Читать книгу «Укротить ловеласа» онлайн полностью📖 — Дарьи Сойфер — MyBook.
image

Обычно рекламой концертов занимается принимающая сторона. И таких эпичных провалов за всю карьеру Нади не было ни разу. С тем же успехом она могла привезти в Вену ансамбль художественной самодеятельности из дома железнодорожника. И то они, будучи для Австрии экзотикой, собрали бы больше публики.

– О, не волнуйтесь! – Шульц замахал на Надю руками. – Люди еще подойдут. Пойдемте, я посажу вас в первом ряду.

Надя сидела, как на иголках, и беспрестанно вертелась. Слушатели и правда стекались в зал, но уж больно медленно. А если Платон увидит, как мало пришло народу? Запаникует, расстроится, впадет в кризис или творческую депрессию? С людьми искусства это случается сплошь и рядом.

Лишь выход музыкантов на сцену отвлек Надю от судорожного пересчета голов. Платон должен был играть третьим и четвертым номером, до него выступали польская скрипачка и струнное трио. Надя вцепилась в сумочку похолодевшими пальцами, вытянулась, подавшись вперед, и ждала. Как в тумане, мелькали перед глазами чужие смычки и локти. Каждый раз перед выступлением Платона Надю охватывало смятение, словно это ей предстояло играть перед сотнями пар глаз. И пусть сама она давно рассталась со скрипкой, страх сцены забыть так и не смогла. До сих пор у нее от голоса конферансье потели ладони, во рту пересыхало, а пульс зашкаливал.

И вот наконец появился Платон. Из зала он казался совершенно другим, не таким, как в жизни. Величественным, что ли. Он как никто другой органично смотрелся в окружающей роскоши: золотой лепнине и фресках Венской филармонии. Надя не могла оторвать от него глаз: он по-свойски задорно улыбался публике, держался легко и непринужденно. И не знай Надя, как он всегда собирается с духом в гримерке, она бы решила, что он ни капли не волнуется.

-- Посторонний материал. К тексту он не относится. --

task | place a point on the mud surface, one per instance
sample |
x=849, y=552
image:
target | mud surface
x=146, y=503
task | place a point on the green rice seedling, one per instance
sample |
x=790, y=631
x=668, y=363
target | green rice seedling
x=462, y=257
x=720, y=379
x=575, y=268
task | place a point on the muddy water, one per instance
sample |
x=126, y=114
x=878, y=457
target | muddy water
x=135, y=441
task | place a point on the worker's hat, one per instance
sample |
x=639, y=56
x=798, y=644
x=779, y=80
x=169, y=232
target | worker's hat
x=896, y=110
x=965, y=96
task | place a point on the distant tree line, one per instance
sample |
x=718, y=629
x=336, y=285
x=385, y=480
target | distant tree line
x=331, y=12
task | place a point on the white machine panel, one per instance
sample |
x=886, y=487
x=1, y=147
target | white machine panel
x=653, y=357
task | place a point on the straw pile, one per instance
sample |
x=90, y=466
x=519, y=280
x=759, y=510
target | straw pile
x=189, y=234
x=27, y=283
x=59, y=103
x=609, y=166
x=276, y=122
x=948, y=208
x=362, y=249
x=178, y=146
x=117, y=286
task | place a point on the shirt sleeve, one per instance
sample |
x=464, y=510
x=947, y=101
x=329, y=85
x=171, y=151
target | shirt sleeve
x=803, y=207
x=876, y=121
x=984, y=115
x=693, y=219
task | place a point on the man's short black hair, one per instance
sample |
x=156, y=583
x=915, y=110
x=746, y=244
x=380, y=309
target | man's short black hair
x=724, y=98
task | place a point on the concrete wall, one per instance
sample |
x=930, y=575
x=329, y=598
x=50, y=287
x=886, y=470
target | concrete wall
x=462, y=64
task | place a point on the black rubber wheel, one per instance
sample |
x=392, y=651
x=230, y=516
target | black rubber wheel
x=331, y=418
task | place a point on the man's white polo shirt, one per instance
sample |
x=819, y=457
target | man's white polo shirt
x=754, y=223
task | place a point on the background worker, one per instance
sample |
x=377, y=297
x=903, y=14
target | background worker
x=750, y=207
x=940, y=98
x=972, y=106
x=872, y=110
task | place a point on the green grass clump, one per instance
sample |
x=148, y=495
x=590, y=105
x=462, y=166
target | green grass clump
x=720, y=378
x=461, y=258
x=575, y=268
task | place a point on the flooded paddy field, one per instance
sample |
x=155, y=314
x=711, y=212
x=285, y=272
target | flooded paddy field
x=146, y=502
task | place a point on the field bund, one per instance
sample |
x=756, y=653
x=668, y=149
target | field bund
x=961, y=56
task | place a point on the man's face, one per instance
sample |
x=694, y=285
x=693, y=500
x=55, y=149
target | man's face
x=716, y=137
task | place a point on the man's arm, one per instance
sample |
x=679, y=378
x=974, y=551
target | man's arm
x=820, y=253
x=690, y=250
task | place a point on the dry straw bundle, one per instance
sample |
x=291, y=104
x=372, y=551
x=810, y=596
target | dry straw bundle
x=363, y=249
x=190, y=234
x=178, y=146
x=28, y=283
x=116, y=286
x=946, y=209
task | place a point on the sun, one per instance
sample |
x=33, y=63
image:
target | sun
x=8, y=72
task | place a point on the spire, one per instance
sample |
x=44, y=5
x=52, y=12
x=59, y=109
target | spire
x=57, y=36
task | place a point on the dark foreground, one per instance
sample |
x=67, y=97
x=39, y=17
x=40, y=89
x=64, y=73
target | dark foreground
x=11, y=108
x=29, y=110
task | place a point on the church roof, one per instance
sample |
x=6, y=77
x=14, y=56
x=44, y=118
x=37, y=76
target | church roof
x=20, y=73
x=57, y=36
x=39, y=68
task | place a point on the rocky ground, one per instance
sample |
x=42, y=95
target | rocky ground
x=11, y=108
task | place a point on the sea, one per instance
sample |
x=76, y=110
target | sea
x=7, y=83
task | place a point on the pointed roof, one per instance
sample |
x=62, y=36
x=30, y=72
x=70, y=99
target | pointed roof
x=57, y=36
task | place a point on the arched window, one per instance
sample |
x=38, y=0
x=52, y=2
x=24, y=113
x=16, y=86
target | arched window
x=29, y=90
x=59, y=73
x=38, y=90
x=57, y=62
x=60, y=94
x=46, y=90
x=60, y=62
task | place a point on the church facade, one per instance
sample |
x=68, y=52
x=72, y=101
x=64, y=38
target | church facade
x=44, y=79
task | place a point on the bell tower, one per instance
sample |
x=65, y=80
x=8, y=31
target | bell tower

Играли третью ре-мажорную сюиту Баха, которую часто ошибочно называют «Воздух». Зал утонул в густом сочном звуке. Улыбка сошла с лица Платона, вздулась на высоком лбу вена, ходуном ходил локоть, сильные пальцы ласково мяли гриф. Наде казалось, что она проваливается в портал между реальностями, что ее уносит куда-то, и хотелось отдаться этим ощущениям с головой.

Когда слушатели зааплодировали, а музыканты поднялись на поклон, Надя вдруг отчетливо поняла одну вещь. Она всегда будет прощать Платона. Что бы он ей ни сделал. И бог с ним даже, с Сашей, рассорь ее Платон с родной матерью, Надя бы и тогда не смогла долго злиться. Потому что едва он брался за инструмент, для нее все переставало иметь значение. Весь мир превращался в горку несущественных пустяков по сравнению с этим звуком, что пробирался через барабанные перепонки в самую душу.

Это открытие было и простым, и страшным одновременно. Надя поняла, что Платон стал ее личным наркотиком. И пусть сегодня с утра вел себя, как ее лучший друг – впервые за много лет, – кто знает, что он вытворит завтра? Чего лишит ее, когда забудет о дружбе, а на горизонте появится еще одна девушка, готовая отдаться за пару сюит?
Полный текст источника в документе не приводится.